According to the U.S. Department of Justice, a staggering 50 percent of the 73 million children living in the United States will experience violence, abuse, crime and psychological trauma before they turn 18.
The National Survey of Children’s Health, conducted by the U.S. National Center for Health Statistics, surveyed parents of 95,677 children age 17 and under. It asked whether their child had ever seen or heard “any parents, guardians or any other adults in the home slap, hit, kick, punch or beat each other up.” The exposure rate for children living with their two married biological parents was 19 out of every 1,000 children. For children living with a divorced or separated mother, the rate of exposure was seven times higher (144 children per 1,000). These comparisons are adjusted for differences across age, sex, race, family income, poverty status and parent’s education level.
In 2012, Tennessee conducted its own ACEs survey through the CDC to see how adverse childhood experiences affected the state’s general population. It found that about 42 percent of residents experienced two or more ACEs. And, 1 in 5 Tennesseeans has experienced at least three categories of ACEs. Emotional abuse, substance abuse and parental separation or divorce are the most common adverse experiences statewide.
There are many opportunities to learn about adverse childhood experiences and their impact on education, the workplace and our community.
In addition to learning how to help create safe and stable homes for children and recognize the signs of ACEs in adults, it’s crucial to discover how to promote healing for those who have been exposed to toxic stress.

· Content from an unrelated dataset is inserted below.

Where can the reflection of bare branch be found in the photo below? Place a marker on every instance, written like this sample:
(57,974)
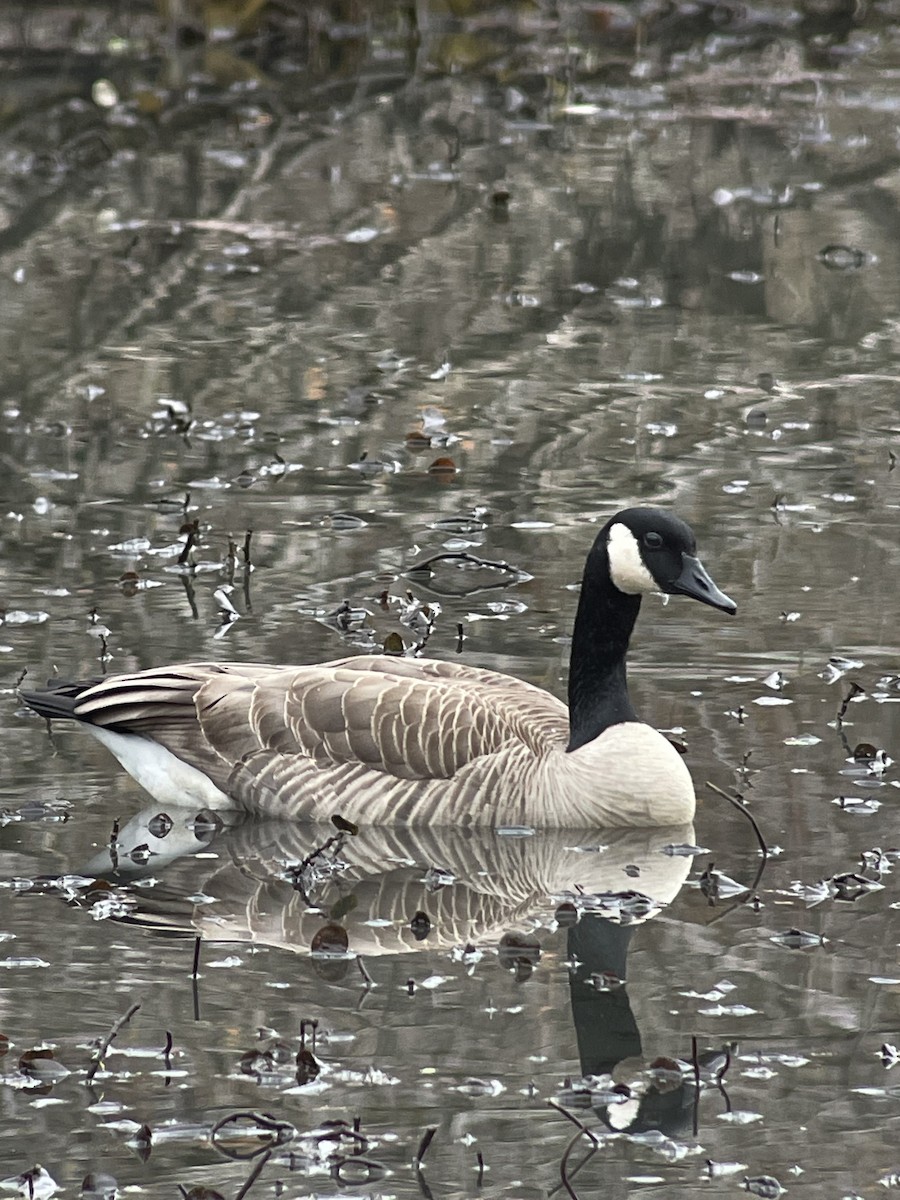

Tennessee is launching one of the first comprehensive public policy shifts focused on prevention because preventing ACEs in young children before they experience ongoing “toxic stress” can actually lower taxpayer and community costs. Learning about the impact of ACEs can greatly benefit families, companies, nonprofits, agencies and other community and religious organizations.
Since we are all responsible for the well-being of our community’s children, we can promote healthy child development together. For starters, we can help to create safe, stable, nurturing relationships and environments that kids need.